LLVM recently adopted a guarantee that if all input-NaNs to a float operation are quiet, then any output NaN that is generated will also be quiet. I wonder if it would be possible to strengthen this further? Concretely I am looking for the following guarantee (inspired by wasm):

  • Define a “canonical NaN” to be a NaN with arbitrary sign but a payload that has the most significant bit be 1 and everything else be 0. (This assumes that a “1” in the most significant bit indicates a quiet NaN; it needs to be tweaked to support targets where that is not the case. Also, I am aware that LLVM already has canonicalize on floats which refers to a different notion of “canonical”; I am using wasm terminology here.)
  • Now we guarantee that if all input NaNs to an operation are canonical, then any output NaN produced is also canonical.

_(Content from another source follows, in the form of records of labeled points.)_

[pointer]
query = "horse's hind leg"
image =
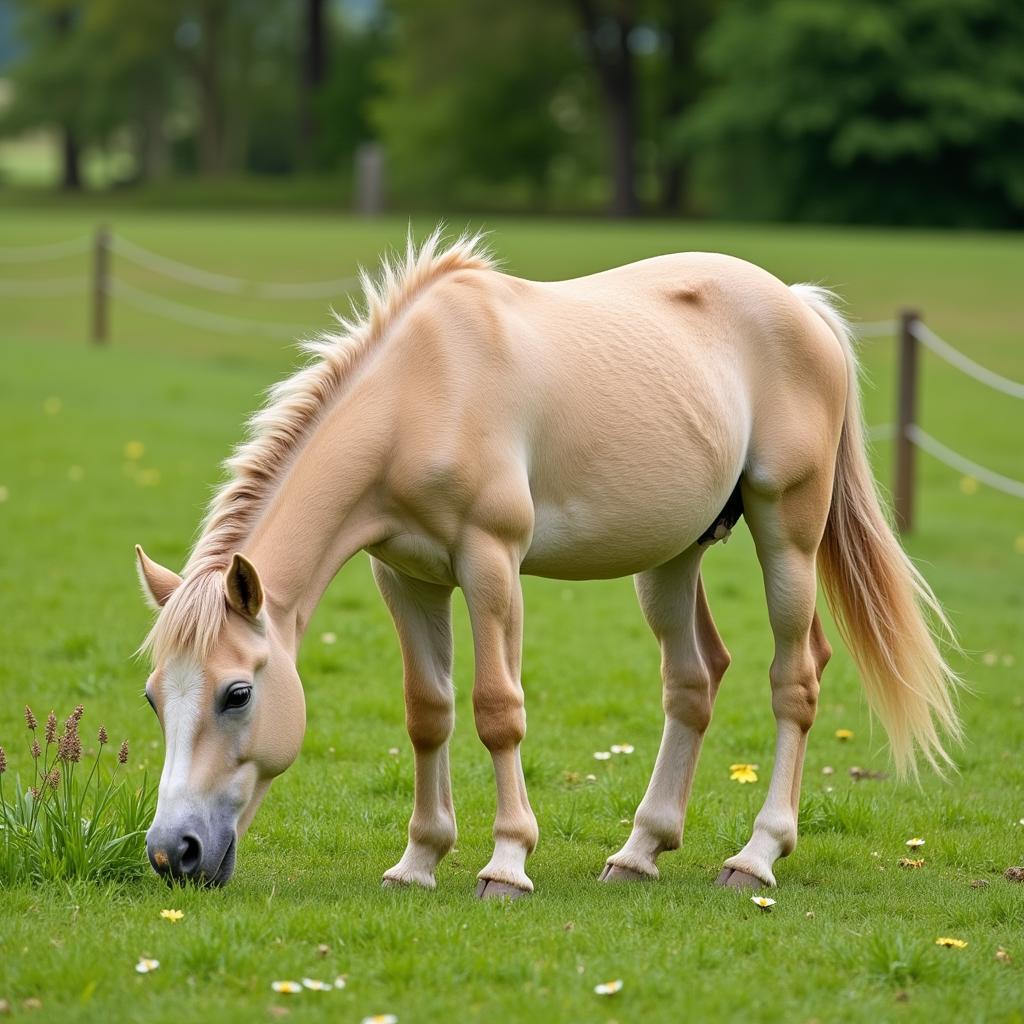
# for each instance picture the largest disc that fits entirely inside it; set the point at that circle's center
(488, 573)
(786, 529)
(693, 660)
(422, 613)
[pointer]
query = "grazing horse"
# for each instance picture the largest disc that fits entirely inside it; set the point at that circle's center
(471, 426)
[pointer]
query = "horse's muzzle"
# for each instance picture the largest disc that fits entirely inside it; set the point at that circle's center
(193, 853)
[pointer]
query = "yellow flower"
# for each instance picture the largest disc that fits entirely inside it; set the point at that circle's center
(316, 986)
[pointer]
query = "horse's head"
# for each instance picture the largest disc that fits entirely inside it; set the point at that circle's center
(230, 705)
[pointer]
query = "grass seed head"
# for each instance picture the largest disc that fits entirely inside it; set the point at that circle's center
(70, 748)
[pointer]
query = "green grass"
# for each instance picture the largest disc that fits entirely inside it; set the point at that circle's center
(852, 937)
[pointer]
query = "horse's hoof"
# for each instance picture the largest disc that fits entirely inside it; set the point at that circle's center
(615, 872)
(487, 889)
(731, 879)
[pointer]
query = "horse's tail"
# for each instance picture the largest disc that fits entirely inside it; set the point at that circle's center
(879, 599)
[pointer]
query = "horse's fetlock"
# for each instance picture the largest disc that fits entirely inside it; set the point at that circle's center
(438, 834)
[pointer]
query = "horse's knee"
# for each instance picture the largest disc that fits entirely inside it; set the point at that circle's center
(500, 716)
(688, 695)
(795, 690)
(430, 718)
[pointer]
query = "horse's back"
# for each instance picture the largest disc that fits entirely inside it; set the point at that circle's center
(621, 408)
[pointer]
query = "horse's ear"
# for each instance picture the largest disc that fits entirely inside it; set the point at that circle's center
(242, 587)
(158, 583)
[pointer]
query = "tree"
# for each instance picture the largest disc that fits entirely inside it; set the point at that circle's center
(864, 111)
(607, 37)
(472, 105)
(313, 69)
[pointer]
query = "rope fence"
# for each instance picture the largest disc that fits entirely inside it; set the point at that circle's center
(193, 316)
(189, 274)
(910, 332)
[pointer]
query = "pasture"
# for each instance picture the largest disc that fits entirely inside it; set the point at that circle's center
(852, 937)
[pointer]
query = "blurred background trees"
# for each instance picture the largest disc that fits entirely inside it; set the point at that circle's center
(866, 111)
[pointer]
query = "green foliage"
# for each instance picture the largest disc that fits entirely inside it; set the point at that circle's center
(863, 111)
(61, 827)
(897, 961)
(486, 97)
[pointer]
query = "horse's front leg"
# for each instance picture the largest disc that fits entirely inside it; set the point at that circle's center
(488, 573)
(422, 613)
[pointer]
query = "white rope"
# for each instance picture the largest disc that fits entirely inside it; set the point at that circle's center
(47, 286)
(223, 283)
(172, 268)
(875, 329)
(38, 254)
(200, 317)
(955, 461)
(963, 363)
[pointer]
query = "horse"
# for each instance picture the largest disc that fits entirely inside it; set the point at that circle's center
(468, 427)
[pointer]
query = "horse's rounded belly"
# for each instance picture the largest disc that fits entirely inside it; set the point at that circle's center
(586, 541)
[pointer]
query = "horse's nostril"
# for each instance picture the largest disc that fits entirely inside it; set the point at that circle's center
(192, 854)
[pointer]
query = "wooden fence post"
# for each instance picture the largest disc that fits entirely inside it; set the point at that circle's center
(100, 285)
(906, 414)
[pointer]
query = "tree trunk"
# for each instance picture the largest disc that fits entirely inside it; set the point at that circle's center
(313, 73)
(684, 26)
(613, 66)
(622, 133)
(71, 178)
(212, 138)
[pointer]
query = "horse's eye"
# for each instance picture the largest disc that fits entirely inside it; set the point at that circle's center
(238, 696)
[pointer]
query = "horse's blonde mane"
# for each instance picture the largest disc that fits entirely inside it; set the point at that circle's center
(194, 615)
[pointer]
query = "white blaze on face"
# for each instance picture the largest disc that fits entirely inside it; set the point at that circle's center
(182, 707)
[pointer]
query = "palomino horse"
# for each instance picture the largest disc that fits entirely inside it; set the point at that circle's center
(473, 426)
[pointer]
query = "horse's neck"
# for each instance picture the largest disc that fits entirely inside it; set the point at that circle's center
(321, 515)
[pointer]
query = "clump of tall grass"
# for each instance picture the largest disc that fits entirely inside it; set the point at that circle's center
(75, 819)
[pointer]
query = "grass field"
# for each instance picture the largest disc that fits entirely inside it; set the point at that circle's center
(853, 935)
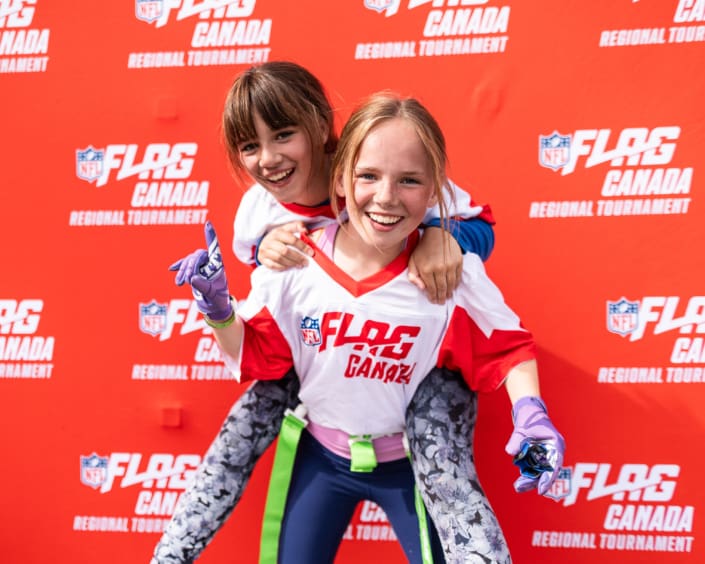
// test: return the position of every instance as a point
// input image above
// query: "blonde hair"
(284, 94)
(375, 110)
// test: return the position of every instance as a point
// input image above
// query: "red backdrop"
(581, 123)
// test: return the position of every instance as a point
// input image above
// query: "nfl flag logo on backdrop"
(149, 10)
(561, 487)
(554, 150)
(153, 318)
(89, 163)
(94, 470)
(622, 317)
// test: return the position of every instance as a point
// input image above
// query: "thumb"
(546, 481)
(514, 444)
(201, 284)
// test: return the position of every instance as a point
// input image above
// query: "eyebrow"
(375, 169)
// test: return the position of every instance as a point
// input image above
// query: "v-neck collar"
(360, 287)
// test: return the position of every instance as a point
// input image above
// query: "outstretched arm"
(535, 439)
(204, 271)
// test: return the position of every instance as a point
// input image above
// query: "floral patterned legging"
(440, 423)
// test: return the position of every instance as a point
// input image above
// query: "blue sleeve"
(473, 235)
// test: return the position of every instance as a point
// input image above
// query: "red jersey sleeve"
(483, 360)
(265, 353)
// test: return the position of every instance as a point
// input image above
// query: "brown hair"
(285, 94)
(377, 109)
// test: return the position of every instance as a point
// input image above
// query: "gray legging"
(440, 422)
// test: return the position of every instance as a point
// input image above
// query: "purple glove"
(532, 424)
(204, 271)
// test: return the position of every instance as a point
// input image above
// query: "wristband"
(223, 323)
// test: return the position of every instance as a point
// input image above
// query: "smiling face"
(393, 185)
(281, 161)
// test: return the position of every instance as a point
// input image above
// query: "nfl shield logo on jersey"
(622, 317)
(94, 470)
(89, 164)
(153, 318)
(561, 487)
(149, 10)
(554, 150)
(310, 331)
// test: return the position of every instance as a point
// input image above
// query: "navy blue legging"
(322, 498)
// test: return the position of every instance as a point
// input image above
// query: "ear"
(339, 188)
(324, 131)
(432, 199)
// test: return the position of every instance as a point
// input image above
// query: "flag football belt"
(362, 459)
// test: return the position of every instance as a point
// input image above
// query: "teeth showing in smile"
(384, 219)
(280, 175)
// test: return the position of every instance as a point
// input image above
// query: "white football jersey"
(360, 348)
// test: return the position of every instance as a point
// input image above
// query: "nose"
(386, 192)
(268, 157)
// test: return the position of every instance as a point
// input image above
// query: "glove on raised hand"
(203, 270)
(531, 423)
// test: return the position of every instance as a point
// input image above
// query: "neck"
(359, 259)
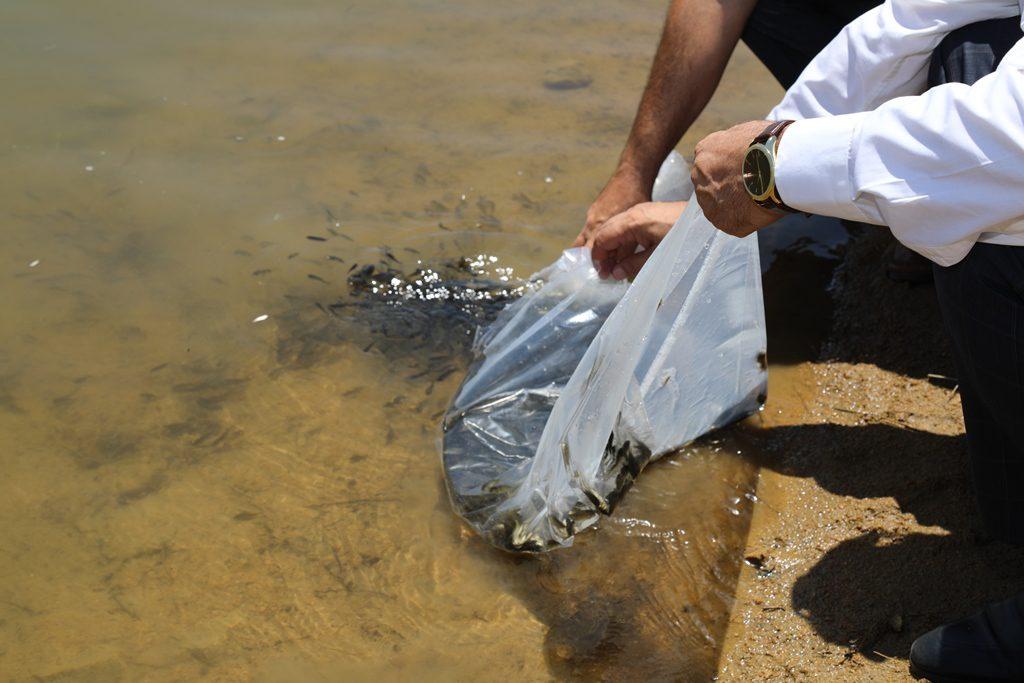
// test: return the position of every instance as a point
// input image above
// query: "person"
(696, 43)
(912, 117)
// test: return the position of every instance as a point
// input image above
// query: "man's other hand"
(644, 225)
(625, 190)
(718, 180)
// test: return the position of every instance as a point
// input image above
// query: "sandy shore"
(865, 535)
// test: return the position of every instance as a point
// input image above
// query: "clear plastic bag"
(582, 382)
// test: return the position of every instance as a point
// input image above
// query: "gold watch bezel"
(768, 148)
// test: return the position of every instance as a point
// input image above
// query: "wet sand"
(865, 535)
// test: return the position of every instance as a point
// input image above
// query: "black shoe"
(987, 646)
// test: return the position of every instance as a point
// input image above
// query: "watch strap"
(774, 201)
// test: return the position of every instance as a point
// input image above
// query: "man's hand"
(718, 180)
(624, 190)
(643, 225)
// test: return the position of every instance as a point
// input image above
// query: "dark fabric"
(786, 34)
(974, 51)
(986, 646)
(982, 302)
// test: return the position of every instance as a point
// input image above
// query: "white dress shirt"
(942, 169)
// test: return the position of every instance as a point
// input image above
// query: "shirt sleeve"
(937, 168)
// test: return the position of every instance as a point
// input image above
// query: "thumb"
(616, 232)
(629, 267)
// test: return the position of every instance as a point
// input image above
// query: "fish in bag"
(582, 382)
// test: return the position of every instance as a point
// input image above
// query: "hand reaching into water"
(624, 191)
(644, 225)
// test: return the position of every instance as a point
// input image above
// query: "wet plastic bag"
(582, 382)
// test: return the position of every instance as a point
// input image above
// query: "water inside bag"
(581, 383)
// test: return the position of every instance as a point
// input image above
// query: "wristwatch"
(759, 168)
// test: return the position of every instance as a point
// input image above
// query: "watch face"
(757, 172)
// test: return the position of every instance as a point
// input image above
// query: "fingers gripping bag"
(582, 382)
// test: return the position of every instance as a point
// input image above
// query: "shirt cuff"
(812, 168)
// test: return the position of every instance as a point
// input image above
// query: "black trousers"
(982, 302)
(982, 297)
(786, 34)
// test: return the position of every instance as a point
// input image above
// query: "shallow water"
(187, 492)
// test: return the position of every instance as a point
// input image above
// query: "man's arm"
(697, 40)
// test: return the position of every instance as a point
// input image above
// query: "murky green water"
(187, 493)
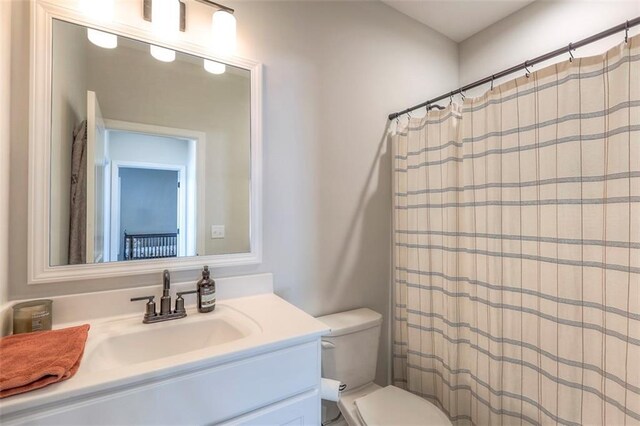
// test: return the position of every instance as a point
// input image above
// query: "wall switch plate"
(217, 231)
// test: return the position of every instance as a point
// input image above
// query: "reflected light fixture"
(165, 20)
(214, 67)
(102, 11)
(162, 54)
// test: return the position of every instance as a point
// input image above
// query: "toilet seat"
(397, 407)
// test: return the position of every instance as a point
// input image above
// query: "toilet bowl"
(349, 354)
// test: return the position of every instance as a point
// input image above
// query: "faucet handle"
(180, 301)
(150, 306)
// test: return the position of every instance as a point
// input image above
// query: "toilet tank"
(350, 350)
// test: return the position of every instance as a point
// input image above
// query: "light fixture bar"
(146, 13)
(217, 5)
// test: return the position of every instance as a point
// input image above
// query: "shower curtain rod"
(525, 65)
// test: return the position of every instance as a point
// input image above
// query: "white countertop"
(276, 324)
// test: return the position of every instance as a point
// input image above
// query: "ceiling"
(457, 19)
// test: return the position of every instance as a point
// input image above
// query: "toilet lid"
(394, 406)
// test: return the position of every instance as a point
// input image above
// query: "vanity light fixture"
(165, 20)
(167, 16)
(100, 10)
(162, 54)
(214, 67)
(102, 39)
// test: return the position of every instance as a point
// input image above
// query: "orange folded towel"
(33, 360)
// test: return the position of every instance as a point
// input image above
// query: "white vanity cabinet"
(268, 374)
(273, 388)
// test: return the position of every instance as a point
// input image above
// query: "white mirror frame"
(39, 270)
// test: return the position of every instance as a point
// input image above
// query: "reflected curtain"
(78, 209)
(517, 249)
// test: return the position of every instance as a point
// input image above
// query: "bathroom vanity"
(254, 360)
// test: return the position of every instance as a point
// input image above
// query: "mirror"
(148, 159)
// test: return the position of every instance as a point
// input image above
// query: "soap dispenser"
(206, 292)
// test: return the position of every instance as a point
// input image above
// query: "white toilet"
(350, 354)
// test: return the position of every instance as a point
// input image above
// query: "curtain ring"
(626, 32)
(570, 54)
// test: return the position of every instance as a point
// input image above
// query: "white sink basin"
(128, 342)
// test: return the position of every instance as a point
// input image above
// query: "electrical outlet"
(217, 231)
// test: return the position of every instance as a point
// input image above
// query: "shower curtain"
(517, 249)
(78, 208)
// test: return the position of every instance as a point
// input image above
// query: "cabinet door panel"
(299, 411)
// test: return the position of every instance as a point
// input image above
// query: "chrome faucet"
(165, 300)
(166, 314)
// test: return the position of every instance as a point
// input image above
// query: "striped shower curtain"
(517, 249)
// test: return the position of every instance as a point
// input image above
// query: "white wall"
(333, 72)
(539, 28)
(5, 120)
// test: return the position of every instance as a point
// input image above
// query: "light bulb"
(214, 67)
(223, 33)
(102, 39)
(162, 54)
(165, 18)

A guarantee of this sort is required for code that uses NaN boxing, such as the SpiderMonkey JavaScript engine. If LLVM were to violate this guarantee, there is a chance that compiling SpiderMonkey with clang could lead to wrong results. Lucky enough, so far it seems like LLVM actually provides this guarantee: its apfloat softfloat library will pick a canonical NaN when producing new NaNs, and will forward one of the input NaN payloads when propagating NaNs. (apfloat’s FMA(0, inf, NaN) might return a canonical NaN payload instead of propagating the input NaN payload, but while this doesn’t match hardware, it is still sufficient for this guarantee.) Most hardware currently in operation also matches this spec (at least x86, ARM, RISC-V), and the fact that wasm makes this requirement indicates that it is both useful and satisfied by a wide range of implementations.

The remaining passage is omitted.